The command writes one Makani-format .h5 file per requested year in output_dir with shared dimension scales (timestamp, channel, lat, lon) and a valid_data mask that tracks imputed or missing values.

Concatenate individual years into a single dataset

The script concatenate_dataset.py builds a virtual HDF5 dataset (VDS) that references the existing yearly Makani .h5 files; no data is copied. The VDS stores the exact paths to the source files, so those paths must remain readable later (e.g., training or inference). If you run inside Docker, mount the yearly files at the same absolute locations that were used when the VDS was created.
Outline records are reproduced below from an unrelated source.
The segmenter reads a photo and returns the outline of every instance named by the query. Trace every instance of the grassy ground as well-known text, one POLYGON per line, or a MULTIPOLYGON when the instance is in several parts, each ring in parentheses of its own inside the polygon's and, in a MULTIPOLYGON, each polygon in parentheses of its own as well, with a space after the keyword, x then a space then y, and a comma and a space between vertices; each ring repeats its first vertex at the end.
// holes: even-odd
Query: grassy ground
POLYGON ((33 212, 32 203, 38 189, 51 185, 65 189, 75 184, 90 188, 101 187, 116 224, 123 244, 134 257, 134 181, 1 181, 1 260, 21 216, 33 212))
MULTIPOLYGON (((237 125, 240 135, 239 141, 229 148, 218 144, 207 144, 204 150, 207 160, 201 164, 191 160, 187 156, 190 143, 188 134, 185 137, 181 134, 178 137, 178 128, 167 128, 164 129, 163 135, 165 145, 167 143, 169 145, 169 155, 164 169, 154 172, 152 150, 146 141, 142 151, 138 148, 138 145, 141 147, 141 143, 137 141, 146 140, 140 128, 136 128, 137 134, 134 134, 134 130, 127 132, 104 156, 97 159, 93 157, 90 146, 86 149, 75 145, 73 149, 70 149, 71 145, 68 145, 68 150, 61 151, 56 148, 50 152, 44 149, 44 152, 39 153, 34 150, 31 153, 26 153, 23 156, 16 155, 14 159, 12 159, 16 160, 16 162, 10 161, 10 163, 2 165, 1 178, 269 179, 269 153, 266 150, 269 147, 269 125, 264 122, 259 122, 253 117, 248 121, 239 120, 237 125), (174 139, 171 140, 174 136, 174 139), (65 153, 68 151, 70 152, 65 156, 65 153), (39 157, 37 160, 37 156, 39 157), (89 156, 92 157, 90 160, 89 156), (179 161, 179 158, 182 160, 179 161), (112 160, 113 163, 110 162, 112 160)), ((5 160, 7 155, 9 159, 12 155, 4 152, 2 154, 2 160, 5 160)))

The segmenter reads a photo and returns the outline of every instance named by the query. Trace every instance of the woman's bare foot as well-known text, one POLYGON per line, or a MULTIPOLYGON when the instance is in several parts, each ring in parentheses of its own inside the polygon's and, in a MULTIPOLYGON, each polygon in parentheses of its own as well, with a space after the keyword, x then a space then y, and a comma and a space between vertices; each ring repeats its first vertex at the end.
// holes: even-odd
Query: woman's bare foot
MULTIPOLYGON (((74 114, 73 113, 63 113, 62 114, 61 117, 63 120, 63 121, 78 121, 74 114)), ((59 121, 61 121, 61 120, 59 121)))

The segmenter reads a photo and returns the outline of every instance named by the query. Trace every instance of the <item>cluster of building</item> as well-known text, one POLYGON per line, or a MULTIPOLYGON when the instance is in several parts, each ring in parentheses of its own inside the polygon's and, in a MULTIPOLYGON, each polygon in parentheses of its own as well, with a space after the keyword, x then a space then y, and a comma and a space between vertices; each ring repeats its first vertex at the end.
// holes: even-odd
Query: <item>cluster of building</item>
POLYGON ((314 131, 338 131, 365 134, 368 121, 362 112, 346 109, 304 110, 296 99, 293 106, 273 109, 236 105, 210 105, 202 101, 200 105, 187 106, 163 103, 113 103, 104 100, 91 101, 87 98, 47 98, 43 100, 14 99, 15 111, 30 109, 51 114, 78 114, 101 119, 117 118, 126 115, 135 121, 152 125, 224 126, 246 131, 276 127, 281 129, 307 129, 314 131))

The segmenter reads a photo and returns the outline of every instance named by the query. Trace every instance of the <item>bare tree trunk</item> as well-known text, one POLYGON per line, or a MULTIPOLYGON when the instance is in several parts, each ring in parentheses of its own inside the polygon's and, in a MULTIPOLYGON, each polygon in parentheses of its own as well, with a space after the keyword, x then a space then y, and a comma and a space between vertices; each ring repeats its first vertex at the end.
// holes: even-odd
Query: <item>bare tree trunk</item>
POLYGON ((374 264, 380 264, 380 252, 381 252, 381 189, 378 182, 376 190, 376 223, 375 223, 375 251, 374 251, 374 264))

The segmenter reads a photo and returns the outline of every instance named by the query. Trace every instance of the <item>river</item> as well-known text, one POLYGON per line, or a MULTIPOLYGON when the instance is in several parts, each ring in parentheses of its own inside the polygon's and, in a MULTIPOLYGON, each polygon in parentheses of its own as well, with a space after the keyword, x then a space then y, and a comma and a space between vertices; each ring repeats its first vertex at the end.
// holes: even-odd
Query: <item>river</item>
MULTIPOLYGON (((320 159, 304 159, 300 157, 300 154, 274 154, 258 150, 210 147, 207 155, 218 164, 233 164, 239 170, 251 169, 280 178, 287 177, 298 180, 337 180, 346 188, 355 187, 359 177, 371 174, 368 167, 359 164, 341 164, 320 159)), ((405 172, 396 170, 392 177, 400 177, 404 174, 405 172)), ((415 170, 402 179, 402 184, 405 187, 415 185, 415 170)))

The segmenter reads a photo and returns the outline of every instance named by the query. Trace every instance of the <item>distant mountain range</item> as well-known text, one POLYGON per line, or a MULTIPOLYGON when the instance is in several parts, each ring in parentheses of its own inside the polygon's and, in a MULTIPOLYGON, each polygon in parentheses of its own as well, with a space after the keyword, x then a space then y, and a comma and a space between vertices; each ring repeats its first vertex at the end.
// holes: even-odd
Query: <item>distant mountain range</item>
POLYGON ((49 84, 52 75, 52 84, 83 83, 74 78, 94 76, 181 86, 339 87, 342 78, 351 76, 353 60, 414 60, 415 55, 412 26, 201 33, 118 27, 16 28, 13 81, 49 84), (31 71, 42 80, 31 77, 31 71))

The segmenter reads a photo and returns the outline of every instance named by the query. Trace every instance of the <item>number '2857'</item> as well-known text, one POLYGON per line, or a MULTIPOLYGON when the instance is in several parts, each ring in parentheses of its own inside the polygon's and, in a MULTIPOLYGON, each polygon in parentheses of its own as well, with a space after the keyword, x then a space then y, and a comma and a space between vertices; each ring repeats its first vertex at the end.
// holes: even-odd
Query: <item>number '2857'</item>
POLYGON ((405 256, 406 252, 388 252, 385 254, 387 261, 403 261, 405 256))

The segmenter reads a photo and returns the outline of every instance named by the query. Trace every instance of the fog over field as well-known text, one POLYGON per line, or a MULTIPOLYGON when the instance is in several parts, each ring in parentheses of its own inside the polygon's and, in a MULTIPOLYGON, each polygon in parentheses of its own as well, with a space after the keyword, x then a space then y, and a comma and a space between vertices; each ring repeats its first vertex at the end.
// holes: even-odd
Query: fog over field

Basic usage (single directory of yearly files):

python concatenate_dataset.py \
  --dataset_metadata /data/makani_era5/metadata.json \
  --input_dirs /data/makani_era5 \
  --output_file /data/makani_era5/makani_era5_vds.h5 \
  --dhours_rel 1          # 1 keeps every timestep; a value >1 employs temporal subsampling

Path consistency with Docker:

# Create VDS on the host (absolute paths are embedded in the VDS):
python concatenate_dataset.py \
  --dataset_metadata /mnt/era5/metadata.json \
  --input_dirs /mnt/era5/train \
  --output_file /mnt/era5/makani_era5_train_vds.h5v # we give the file a differen suffix in order to distinguish it from "proper" h5 files

# Later training/inference must see the same paths: make sure train_data_path and valid_data_path are set to the concatenated file, i.e. change in the config.yaml:
train_data_path: /mnt/era5/makani_era5_train_vds.h5v
valid_data_path: /mnt/era5/makani_era5_valid_vds.h5v

And ensure that /mnt/era5/train and e.g. /mnt/era5/valid as well as /mnt/era5 are visible in the docker container during training or validation.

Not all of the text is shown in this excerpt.